Раньше, ещё год назад, она не могла пройти мимо бездомного котёнка. Теперь — проходит. Даже не замедляя шага. Утром соседка, что живёт этажом ниже и вечно стирает в неположенное время, попыталась её остановить:

— Марья, там кошка совсем худая, может возьмёшь к себе?

Маша ответила, глядя не на соседку, а на дверь лифта, который никак не приходил:

— Она справится. Я — уже нет.

Соседка больше не заговаривала. И правильно. Слова — как монеты: когда их мало, тратишь с умом.

У неё больше не было сил даже на ту малую долю сочувствия, которую она раньше отдавала кошкам, нищим, коллегам в трудную минуту. Жалеть котёнка означало бы признать, что она всё ещё способна чувствовать. А чувствовать — значит бояться. Бояться, что тот, кого ты любишь, не вернётся. А он не вернулся.

Если он, такой сильный, такой правильный, погиб — то какой смысл заботиться о крошечной бездомной кошке? Мир несправедлив, добро не вознаграждается, а если и вознаграждается, то посмертно — чем, кстати, не подарок? Животное выживет или умрёт — какая разница? Все мы, в сущности, бездомные кошки, только одни мяукают громче.

Люди струились мимо по тротуару, точно тихая вода в осенней канаве — серая, безликая, не помнящая ни начала, ни конца.
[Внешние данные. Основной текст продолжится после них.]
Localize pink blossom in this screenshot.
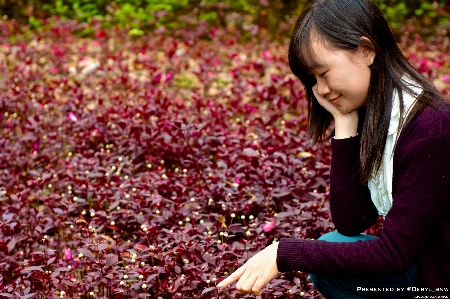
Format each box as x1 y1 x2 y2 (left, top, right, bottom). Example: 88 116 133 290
165 73 173 82
91 129 99 136
262 220 275 233
68 112 78 122
443 75 450 83
64 248 72 260
420 58 427 66
31 141 39 152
Шорох шин, обрывки чужих голосов, случайные взгляды, которые падают на тебя и тут же умирают, не оставив и следа. Она — вместе с ними, как часть этого потока.

Департамент архитектуры встретил её серостью, которая не удивляла — такой цвет появляется сам, как налёт на старом стекле. Стены, столы, лица. Кабинет на третьем этаже, третья парта слева, стопка бумаг на столе. Всё на своих местах, включая её собственную тень, которая каждое утро ложилась на одно и то же пятно на линолеуме.

Коллеги перебрасывались пустыми фразами: кто-то пил кофе; кто-то жаловался на погоду, хотя за окном было не то чтобы ясно, но и не дождливо; кто-то обсуждал вчерашний сериал, который никто не смотрел, но все делали вид, что смотрели, словно недосмотр за героями экрана мог быть зачтён как недосмотр за собственной жизнью.

Маша села на своё место — не поздоровавшись. Она не любила лишних телесных прикосновений, старалась ограничиваться молчаливым присутствием.

В ней не было той мягкой женственности, что притягивает взгляды. Но была хрупкость — напряжённая, будто её вот-вот раздавит. Глаза — не изумрудные, не яркие, а те самые, что в просторечии называют «болотными»: серо-зелёные, с тёмными крапинками, — но при этом на удивление большие, и эта величина придавала взгляду нечто вроде глубины, которая могла сойти за загадочность, если бы ей дали шанс. Нос с лёгкой горбинкой. На подбородке — ямочка, почти детская, которая появлялась, когда она сжимала губы. Русые волосы какие-то стёртые, сероватые. Она не красила их, не укладывала, почти не расчёсывала — хватит и того, что стянуты в низкий пучок или небрежный хвост. Она могла бы быть красивой — если бы однажды поверила в это. Или если бы кто-то заставил её поверить.

Раньше она кивала, улыбалась, спрашивала «как дела», хотя ответы были известны заранее. Теперь просто садилась. И это молчание казалось ей единственной честной формой общения.

Лена, вечная оптимистка, первой нарушила тишину.

— Маш, слышала? Со следующего месяца зарплату поднимают.

Маша перелистнула страницу отчёта, не поднимая головы. Отчёт был по объекту, который она проверяла уже трижды, и каждый раз находила одну и ту же ошибку, которую никто не исправлял.

— Деньги не делают счастливым, — сказала она тем ровным, почти отсутствующим голосом, каким говорят о вещах, которые знаешь наизусть. — А только помогают несчастным выжить. Но у меня уже нет желания выживать.

Лена поперхнулась кофе. Кто-то из угла хмыкнул — то ли одобрительно, то ли просто воздух застрял в горле. Маша не обратила внимания. Она уже выключила звук.

«Ну и хорошо», — подумала она, в который раз проверяя ту самую ошибку. Ошибка никуда не делась, и это почему-то успокаивало.

Коллеги за соседним столом оживлённо обсуждали новость — государственным служащим поднимали зарплату на тринадцать процентов. Кто-то уже прикидывал, на сколько буханок хлеба больше, кто-то мечтал о новой сумке. Маша не слушала. Она смотрела на свои пальцы, которые бегали по клавиатуре, и думала: «Всё равно мало».

И это было единственной оценкой, которую она готова была вынести.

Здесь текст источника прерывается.